Convenience stores in Pinellas County that sell glass pipes and bongs could soon be required to post large warning signs on the front of their buildings.
County officials are proposing to add language to an ordinance that already requires stores selling pipes and other items marketed at head shops to keep them out of plain sight. If approved, the new regulation would require these stores to blatantly warn parents with signs saying that drug paraphernalia is for sale.
The sign's exact language is still under discussion, but Tim Burns, the county's director of Justice and Consumer Services, said he is proposing 3-inch lettering. On Tuesday, the County Commission unanimously agreed to hold a public hearing on the proposal. If it's approved, the new rule could be in place by September.
The new regulation is needed because of the increasing popularity of "synthetic marijuana," a term used for a number of drugs that go by K-2, Spice, and other kid-friendly names, Burns said.
While some of these substances have been banned, new ones constantly appear on store shelves as drugmakers try to stay one step ahead of legislation.
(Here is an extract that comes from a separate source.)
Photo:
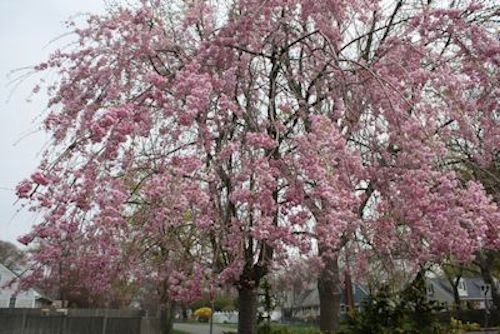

Once taken, the drugs have been known cause severe hallucinations, vomiting, and seizures.
And like the marijuana they are meant to replace, synthetic drugs are often smoked, prompting stores to offer vast displays of pipes.
"You now have a significant number of convenience stores that are starting to look more like head shops," Burns said.
Officials are also hoping that the signs will force businesses to choose between their teenage customers and their appearance of being family-friendly.
The county is also working on new regulations that would limit the sale of synthetic drugs, Burns said.
One drug of particular concern is a narcotic called kratom that appears in stores in pill-form and is made from the leaves of a tropical plant. Burns said he is worried that people who are already abusing prescription drugs could turn to kratom instead.